Stars in Their Black Feathers

Movie Pick

UPSTREAM COLOR (NR) It's best not to act coy when compiling a list of the best movies of the year. So on that note, director/writer/actor Shane Carruth's new movie Upstream Color is already on my best of 2013 list. It's a follow-up to the filmmaker's 2004 indie time travel feature Primer, which captivated and perplexed audiences at the Sundance Film Festival and anyone else lucky enough to see it later. Primer is a good movie. Upstream Color is a genuinely great one.

On a filmmaking level, the new movie is a huge leap forward for Carruth. Where Primer's aesthetic was cramped and a decidedly bare bones affair, Upstream Color is visually expansive (it's shot in widescreen) and filled with resonant imagery that's hard to shake off. Carruth, who handled the cinematography duties as well, strikes a near perfect balance of concrete details—worms rising from the earth, blue orchids sprouting from the gnarled roots of a tree, the crackle of a leaf in the palm of a hand—with more hallucinatory moments where sound and vision meld in sensory overload. It's a mélange of heightened realism and humanistic science fiction, something rare nowadays and unlike anything else in theaters.
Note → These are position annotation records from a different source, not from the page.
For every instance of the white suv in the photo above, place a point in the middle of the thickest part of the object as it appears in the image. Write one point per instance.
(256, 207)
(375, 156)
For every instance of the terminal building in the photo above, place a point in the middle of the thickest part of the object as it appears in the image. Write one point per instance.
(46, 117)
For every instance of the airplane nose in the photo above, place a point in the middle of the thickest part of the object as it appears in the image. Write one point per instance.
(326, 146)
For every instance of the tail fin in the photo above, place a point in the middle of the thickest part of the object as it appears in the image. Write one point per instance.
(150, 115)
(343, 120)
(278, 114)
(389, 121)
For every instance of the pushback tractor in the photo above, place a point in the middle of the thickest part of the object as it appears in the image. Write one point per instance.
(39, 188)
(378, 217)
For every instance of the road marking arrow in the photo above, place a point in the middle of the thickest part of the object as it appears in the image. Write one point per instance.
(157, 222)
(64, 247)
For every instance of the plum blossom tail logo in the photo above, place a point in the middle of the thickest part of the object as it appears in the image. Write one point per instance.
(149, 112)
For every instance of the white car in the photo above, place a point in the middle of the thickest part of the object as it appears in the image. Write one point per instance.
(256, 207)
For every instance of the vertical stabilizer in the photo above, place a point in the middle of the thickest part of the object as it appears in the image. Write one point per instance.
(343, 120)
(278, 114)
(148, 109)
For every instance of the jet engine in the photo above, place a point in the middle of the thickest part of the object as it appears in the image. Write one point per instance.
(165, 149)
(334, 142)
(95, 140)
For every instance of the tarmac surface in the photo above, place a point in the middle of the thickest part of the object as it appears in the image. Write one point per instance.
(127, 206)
Upstream Color's plot is relatively simple, although Carruth's approach and use of symbolism are enigmatic and complex. The opening act is a stunner, coming on like a full-on thriller, but simultaneously weaving us into the narrative's spiraling mystery. A woman, Kris (Amy Seimetz), is kidnapped by a mysterious man (Thiago Martins), who dopes her with hallucinogenic parasitic worms. Kris is eventually cared for by a strange pig farmer (Andrew Sensenig), who also conducts experiments with sound frequencies, and then released to her old life. But Kris' life is now in ruins. In the aftermath of her ordeal, she meets a man, Jeff (Carruth), who may or may not have gone through a similar experience. The two fall in love, but the path to some semblance of happiness is fraught with unease.

Carruth is boldly ambitious and what's so exhilarating is that he's successful at mixing a literal approach to the material with the story's rich use of metaphor. Most filmmakers today either bludgeon the audience with heavy-handed Myth 101 symbolism or they abandon covert readings altogether for fear of alienating the audience. Upstream Color is such a rewarding trip because it's crafted by a filmmaker who still trusts us and rewards our patience.